Wednesday, July 18, 2007

The Hanoi Trip July 12-15

From Thursday to Sunday we traveled and played Ha Noi style. The first stop on any city tour, Ngoc Son Pagoda on a little island in the Lake of the Restored Sword, Hoan Kiem, in downtown Hanoi. This lake has these giant tortoises that live several hundred years and only occassionally show up on the surface. Its the site for a King Arthur type story where a VN leader against the Chinese in 1427 received a magical sword from the lake and then returned it after winning the country's independence. The students were so happy upon learning this they jumped up and down and got a little crazy.


Most people think that study abroad is something that 20-yr-olds with a little disposable summer income do, but this year's experience with two older students, Albert and Tony, has proven to me that its really ideal to have more mature students on the program as well. Both of these guys have been great assets for their ability to organize outings, to hold up in foreign settings, and to engage with their Vietnamese partners in the internships. Also, I think the older one is, the more one appreciates that chance to be able to spend five weeks off of work learning and traveling.

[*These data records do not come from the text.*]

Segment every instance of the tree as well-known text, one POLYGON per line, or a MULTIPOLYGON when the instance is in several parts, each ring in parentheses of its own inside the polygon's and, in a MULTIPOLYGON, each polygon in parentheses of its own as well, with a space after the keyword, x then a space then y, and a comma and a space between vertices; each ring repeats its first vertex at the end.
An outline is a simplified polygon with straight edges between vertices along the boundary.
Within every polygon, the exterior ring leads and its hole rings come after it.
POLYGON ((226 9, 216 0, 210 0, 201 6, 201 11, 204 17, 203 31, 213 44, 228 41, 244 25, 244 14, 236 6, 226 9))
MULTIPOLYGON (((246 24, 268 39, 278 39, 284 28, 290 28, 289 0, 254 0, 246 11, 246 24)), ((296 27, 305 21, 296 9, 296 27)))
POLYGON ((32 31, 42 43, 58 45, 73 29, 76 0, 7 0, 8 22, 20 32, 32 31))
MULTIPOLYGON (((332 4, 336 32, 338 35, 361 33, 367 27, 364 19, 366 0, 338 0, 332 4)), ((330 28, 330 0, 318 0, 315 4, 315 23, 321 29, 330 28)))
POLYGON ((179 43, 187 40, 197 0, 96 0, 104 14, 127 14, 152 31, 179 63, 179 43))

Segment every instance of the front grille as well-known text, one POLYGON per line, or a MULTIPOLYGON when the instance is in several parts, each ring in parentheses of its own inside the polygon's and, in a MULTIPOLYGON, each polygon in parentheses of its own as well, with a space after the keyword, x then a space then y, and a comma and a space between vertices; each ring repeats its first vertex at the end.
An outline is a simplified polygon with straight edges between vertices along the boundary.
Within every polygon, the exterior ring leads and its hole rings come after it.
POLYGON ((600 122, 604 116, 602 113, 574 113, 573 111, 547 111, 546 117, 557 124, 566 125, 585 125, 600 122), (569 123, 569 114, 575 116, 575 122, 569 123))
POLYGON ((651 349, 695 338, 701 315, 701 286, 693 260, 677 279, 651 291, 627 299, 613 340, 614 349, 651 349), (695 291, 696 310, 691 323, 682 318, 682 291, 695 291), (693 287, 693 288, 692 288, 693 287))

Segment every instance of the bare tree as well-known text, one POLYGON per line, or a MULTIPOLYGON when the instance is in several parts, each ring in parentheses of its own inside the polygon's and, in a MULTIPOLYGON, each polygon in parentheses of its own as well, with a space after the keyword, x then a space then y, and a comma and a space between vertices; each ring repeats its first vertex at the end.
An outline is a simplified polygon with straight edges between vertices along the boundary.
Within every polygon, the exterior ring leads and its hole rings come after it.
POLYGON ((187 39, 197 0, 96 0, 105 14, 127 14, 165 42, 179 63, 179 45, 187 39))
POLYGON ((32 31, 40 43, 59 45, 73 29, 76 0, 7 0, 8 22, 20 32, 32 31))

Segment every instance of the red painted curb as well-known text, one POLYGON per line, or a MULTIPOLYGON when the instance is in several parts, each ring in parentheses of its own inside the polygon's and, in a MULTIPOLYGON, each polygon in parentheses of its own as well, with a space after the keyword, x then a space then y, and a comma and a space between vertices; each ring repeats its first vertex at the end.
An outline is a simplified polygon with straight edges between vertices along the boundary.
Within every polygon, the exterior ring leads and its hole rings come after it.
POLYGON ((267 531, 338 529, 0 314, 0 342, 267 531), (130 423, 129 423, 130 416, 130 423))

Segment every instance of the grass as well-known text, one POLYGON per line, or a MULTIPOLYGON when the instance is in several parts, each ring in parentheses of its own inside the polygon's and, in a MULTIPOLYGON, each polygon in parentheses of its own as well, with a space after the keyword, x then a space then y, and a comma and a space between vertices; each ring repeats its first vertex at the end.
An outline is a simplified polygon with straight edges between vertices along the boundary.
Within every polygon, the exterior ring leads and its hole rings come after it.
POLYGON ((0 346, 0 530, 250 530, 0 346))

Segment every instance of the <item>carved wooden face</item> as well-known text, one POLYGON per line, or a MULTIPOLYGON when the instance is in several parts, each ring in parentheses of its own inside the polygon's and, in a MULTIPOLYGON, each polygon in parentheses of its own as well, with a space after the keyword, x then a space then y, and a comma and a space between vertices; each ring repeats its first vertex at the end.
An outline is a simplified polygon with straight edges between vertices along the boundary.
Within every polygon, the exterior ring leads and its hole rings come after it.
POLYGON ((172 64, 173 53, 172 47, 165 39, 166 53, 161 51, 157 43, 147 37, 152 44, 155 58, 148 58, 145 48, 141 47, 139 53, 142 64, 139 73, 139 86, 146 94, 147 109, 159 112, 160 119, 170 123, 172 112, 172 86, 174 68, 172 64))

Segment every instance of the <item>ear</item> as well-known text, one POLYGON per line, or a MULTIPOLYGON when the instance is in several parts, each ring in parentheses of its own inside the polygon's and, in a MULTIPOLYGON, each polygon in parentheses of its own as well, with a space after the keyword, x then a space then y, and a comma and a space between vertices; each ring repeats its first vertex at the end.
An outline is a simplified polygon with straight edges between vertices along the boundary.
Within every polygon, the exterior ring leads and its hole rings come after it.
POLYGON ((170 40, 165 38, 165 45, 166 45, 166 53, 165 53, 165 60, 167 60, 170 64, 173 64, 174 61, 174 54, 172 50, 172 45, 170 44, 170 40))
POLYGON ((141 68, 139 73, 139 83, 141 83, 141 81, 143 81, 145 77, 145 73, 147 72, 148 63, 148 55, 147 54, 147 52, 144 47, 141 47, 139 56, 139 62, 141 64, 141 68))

No trip to Hanoi is complete without a visit to Ba Dinh Square and the Vietnamese version of the Washington Mall and Washington Monument, the oh-so-retro Ho Chi Minh Mausoleum and associated sites around it. Here Chau Mai demonstrates his athletic prowess hurdling over the "do not enter" sign. On our morning visit, the mausoleum was closed, so we didn't get to go inside the frigid aircon and view "Uncle" Ho lying in eternal repose. However, we did visit the also air-conned HCM Museum nearby; just seeing what Hanoi is first-hand, and seeing a little more tangible evidence about "the north" and this enigmatic historical figure was a great experience.






How happy is our group? Just look at them!













Scuppy and Hong Anh joined us for this excursion to the national mall, here posing in front of a bamboo grove.










Here is Xuan Anh crawling onto the turtles that carry on their backs the names of those people who passed the national exams and received their PhD's. The steles date back to the 1400's and are one of the oldest archaeological remains in good standing in Hanoi. The site here is part of a larger courtyard and campus for Vietnam's first national university which dates to the 11th century in the same spot.











For the grandparents, another cute kid pic. Here seated in front of the entrance to a Temple for Confucius.